Мистер Наир, пакистанец, владевший небольшим новостным агентством, слышал звук разбитого окна и вызвал полицию.
Грабители рванули прочь, но их поймали буквально через минуту. Я об этом узнал уже позже. Я тогда вообще мало что понимал. У меня, очевидно, был шок. Я в тот вечер ни с кем не мог говорить – ни с полицейскими, ни с медиками, ни с Синтией (ей позвонила очень милая женщина из полиции).
С одной стороны, я помню, как сидел с вами. С тобой и твоим братом. Я помню, что ты крепко спала, не слыша его нескончаемых криков. Я помню, как зажимал уши руками, отчаянно пытаясь отгородиться от звуков, которые казались мне причиной произошедшего. В тот вечер я думал об ужасных вещах. О кошмарном обмене судьбами. Шли дни, недели, месяцы, а я сам себе не доверял, когда находился рядом с ним. Иногда он рыдал, и я был уверен, что он рыдает от ненависти ко мне, от того, что внутри него живет зло, нетерпимое ни к его жизни, ни к чьей-либо другой. Иногда я звонил Синтии, просил ее прийти, а сам запирался на чердаке или прятался за стойкой, в ужасе от своих собственных черных мыслей. Однажды я даже позвонил ей в театр. Я позвонил в антракте, и ей пришлось уйти со спектакля по пьесе Теннеси Уильямса, в котором она играла. О, кошмарное было время.
Конечно, я ни за что не причинил бы ему вреда. Но тогда я сам в себе сомневался. Какая-то часть меня пыталась обвинить плачущего младенца в том, в чем виноват был только лишь я.
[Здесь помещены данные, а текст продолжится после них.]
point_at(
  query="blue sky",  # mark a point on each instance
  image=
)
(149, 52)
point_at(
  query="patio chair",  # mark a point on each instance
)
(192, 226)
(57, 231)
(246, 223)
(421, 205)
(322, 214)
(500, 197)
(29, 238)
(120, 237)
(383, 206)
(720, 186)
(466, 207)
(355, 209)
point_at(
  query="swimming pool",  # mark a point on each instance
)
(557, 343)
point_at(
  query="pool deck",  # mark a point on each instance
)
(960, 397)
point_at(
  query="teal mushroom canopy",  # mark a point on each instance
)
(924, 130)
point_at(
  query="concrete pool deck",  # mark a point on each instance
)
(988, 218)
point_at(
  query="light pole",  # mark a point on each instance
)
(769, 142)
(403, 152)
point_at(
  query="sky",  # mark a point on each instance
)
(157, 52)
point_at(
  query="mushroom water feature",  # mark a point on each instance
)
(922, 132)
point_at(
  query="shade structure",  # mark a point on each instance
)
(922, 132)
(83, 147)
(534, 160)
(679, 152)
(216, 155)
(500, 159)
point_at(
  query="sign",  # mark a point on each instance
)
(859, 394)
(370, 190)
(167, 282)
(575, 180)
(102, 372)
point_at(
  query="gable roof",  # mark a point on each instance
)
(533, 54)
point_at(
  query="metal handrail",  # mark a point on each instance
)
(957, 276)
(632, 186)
«Сделай что-нибудь», – сказал она. Сделай что-нибудь. Сделай что-нибудь. Сделай что-нибудь. Но я ничего не сделал. Я стоял и ничего не делал, и поэтому она умерла. До того момента я не осознавал, что я такой. Что я трус. Что мной управляет страх и эгоизм. Что еще мне предстояло о себе узнать? Чем еще может омрачиться моя совесть? Эти вопросы порождали во мне разнообразные страхи. И страхи эти не исчезли, даже когда Эндрю Харт, убийца вашей матери, сел в тюрьму.
Он был человеком. Принять это было невозможно. Человек с человеческим именем. В зале суда, когда он был уже без балаклавы, я вынужденно признал, что мы с ним принадлежим к одному виду, что у него сдержанные и приятные манеры. Я смотрел на него, видел его потускневшие темные глаза и понимал, что больше никогда не смогу доверять человеческой внешности. Иногда убийца способен улыбаться самой нежной из улыбок.
Его, разумеется, посадили. Увезли в тюрьму Рэнби.
А что же я? Я был сломлен, но пережил это. Хоть больше и не мог смотреть в глаза своего сына, не думая о смерти его матери.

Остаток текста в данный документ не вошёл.